LOS ANGELES, Oct. 24 — One of Hollywood’s top five talent agencies has created an online unit devoted to scouting out up-and-coming creators of Internet content — particularly video — and finding work for them in Web-based advertising and entertainment, as well as in the older media.

The move by the United Talent Agency — best known as the home of comedians like Vince Vaughn and Jack Black, filmmakers like M. Night Shyamalan and television producers like Dick Wolf and David Chase — amounts to a bet, albeit a modest one, that Web video is on a growth curve similar to that of cable television a generation ago. It is also a return by Hollywood’s core talent representatives to the sort of new-media business they tested, without great success, at the peak of the dot-com boom.

The goal this time around, executives say, is not only to recruit the next generation of television and film writers and directors from the relative obscurity of sites like YouTube and Revver. It is also to help the major Web portals that are hungry for original content to find the creative people they need — just as movie studios have long turned to talent agencies when looking for new directors, screenwriters and actors.

“It starts with just helping identify people on both sides of the aisle,” said Brent Weinstein, head of the new division, UTA Online. “The barrier to entry is so low, everybody is now a potential artist. So there’s this great unwashed of talent out there, 99.999 percent of which is probably not good enough to have a traditional film and television career. But on the Internet, a lot of different types of things go. And yet for buyers, this is a wall of people, so how does a brand know which one of them can help it execute?”

John Moshay, head of business development for Whittman Hart, an interactive advertising agency based in Chicago, said it was becoming untenable for buyers like his firm and its clients to find their own writers, performers and directors.

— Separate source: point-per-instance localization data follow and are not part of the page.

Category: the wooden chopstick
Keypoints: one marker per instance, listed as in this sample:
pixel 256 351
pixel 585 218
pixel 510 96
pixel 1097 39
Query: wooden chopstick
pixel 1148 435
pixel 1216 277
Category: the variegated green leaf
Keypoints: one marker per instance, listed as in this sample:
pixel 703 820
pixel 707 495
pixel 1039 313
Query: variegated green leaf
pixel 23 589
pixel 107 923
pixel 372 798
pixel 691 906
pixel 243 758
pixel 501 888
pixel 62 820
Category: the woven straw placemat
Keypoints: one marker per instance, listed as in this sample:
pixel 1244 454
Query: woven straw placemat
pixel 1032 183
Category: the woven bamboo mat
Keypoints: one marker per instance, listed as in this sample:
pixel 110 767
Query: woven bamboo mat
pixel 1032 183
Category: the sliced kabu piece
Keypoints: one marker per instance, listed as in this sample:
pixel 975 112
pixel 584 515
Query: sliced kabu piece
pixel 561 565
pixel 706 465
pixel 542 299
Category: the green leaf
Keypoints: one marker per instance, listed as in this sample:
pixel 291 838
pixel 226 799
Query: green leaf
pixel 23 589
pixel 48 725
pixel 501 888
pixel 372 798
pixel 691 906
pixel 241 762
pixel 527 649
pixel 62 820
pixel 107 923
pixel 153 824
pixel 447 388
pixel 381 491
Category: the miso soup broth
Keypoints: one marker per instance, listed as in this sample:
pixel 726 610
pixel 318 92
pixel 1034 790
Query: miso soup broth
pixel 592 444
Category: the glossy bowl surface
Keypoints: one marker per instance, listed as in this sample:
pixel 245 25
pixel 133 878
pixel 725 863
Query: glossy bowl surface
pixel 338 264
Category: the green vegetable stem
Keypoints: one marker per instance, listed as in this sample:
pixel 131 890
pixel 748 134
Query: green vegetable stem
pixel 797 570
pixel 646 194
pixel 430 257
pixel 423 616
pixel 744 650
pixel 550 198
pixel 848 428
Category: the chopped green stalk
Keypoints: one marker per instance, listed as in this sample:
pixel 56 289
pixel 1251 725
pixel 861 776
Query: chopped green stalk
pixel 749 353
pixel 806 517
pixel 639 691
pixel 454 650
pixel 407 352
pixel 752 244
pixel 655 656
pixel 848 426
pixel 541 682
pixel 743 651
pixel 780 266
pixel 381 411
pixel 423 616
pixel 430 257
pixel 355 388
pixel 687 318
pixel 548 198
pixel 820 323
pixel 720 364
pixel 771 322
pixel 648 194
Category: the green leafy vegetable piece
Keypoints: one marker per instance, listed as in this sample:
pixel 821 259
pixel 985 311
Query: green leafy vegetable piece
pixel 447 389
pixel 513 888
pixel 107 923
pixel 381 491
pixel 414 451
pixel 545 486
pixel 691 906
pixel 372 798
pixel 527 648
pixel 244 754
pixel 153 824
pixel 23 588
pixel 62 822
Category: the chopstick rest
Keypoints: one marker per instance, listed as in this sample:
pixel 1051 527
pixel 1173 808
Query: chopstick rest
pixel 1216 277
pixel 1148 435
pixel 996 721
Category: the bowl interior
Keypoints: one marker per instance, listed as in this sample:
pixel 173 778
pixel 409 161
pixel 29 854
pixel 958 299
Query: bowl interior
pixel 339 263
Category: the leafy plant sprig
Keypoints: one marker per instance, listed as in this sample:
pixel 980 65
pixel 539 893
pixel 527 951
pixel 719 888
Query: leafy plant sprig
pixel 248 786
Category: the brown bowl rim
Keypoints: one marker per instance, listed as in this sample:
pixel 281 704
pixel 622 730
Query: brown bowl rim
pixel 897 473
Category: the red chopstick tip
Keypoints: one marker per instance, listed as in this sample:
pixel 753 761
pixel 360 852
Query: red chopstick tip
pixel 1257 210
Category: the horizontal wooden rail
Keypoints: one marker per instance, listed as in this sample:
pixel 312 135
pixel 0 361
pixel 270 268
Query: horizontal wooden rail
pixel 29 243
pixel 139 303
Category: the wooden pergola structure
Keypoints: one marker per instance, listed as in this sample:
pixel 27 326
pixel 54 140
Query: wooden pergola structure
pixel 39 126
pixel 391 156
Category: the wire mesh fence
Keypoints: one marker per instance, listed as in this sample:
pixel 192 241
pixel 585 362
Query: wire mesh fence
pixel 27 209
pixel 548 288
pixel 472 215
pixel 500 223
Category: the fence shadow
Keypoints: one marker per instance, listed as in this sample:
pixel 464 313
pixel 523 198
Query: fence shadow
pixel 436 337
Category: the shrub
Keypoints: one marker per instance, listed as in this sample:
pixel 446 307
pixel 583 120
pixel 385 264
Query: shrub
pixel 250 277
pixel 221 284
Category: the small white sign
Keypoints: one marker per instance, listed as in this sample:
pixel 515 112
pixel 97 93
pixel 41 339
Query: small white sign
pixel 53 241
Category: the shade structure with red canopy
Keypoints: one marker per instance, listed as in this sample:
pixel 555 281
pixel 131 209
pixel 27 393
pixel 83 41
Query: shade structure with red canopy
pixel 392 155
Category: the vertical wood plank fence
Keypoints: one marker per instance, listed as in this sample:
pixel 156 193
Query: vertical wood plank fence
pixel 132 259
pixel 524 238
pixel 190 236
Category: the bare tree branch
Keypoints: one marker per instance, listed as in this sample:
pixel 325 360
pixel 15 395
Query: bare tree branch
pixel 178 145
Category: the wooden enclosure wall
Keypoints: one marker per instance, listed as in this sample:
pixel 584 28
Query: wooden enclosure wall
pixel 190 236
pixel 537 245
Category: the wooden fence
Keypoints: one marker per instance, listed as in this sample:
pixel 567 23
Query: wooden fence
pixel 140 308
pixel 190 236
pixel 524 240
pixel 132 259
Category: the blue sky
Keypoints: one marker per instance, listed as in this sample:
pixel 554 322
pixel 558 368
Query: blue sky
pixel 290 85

“It’s very hit or miss at the moment, and we’re at a tipping point: the marketplace is just beginning to ramp up its demand for true talent like this,” he said. “We use it, and we buy it, but we’re not necessarily in the business of developing it.”

United Talent’s online division, whose initial staff is three 26-year-old agents promoted from assistant, will operate independently from the main agency, said Jeremy Zimmer, a founder and director of the company. Defying industry conventions, agents will welcome unsolicited submissions (preferably as Web links), show existing clients’ output on a new agency Web site and be free to sign clients without the approval of the more-established departments.

Already, the three agents have cut six-figure deals with major media portals and signed a handful of clients whose Web-based serials, recurring comedy features and short digital films have drawn one-time downloads in the millions and regular watchers, in some cases, in the tens of thousands.

Two weeks ago, Mr. Weinstein said, one of his new agents showed him a Web video that had been up for less than an hour: “Paxilback,” a parody of a Justin Timberlake music video, “Sexyback.” The agents quickly reached out to its creators, a group of Los Angeles artists called People Food. By the time they could arrange a meeting five days later, the video had been seen 600,000 times.

United Talent is hardly the only agency to recognize the shift of media and advertising money, and consumers, to the Internet. Agencies like International Creative Management and Endeavor frequently bid against United Talent. And the venerable William Morris Agency created a digital media division in May, though that is aimed at helping existing clients find new work in the digital world — like a Web-based talk show that stars the comic Tom Green, a familiar television personality of a few years ago.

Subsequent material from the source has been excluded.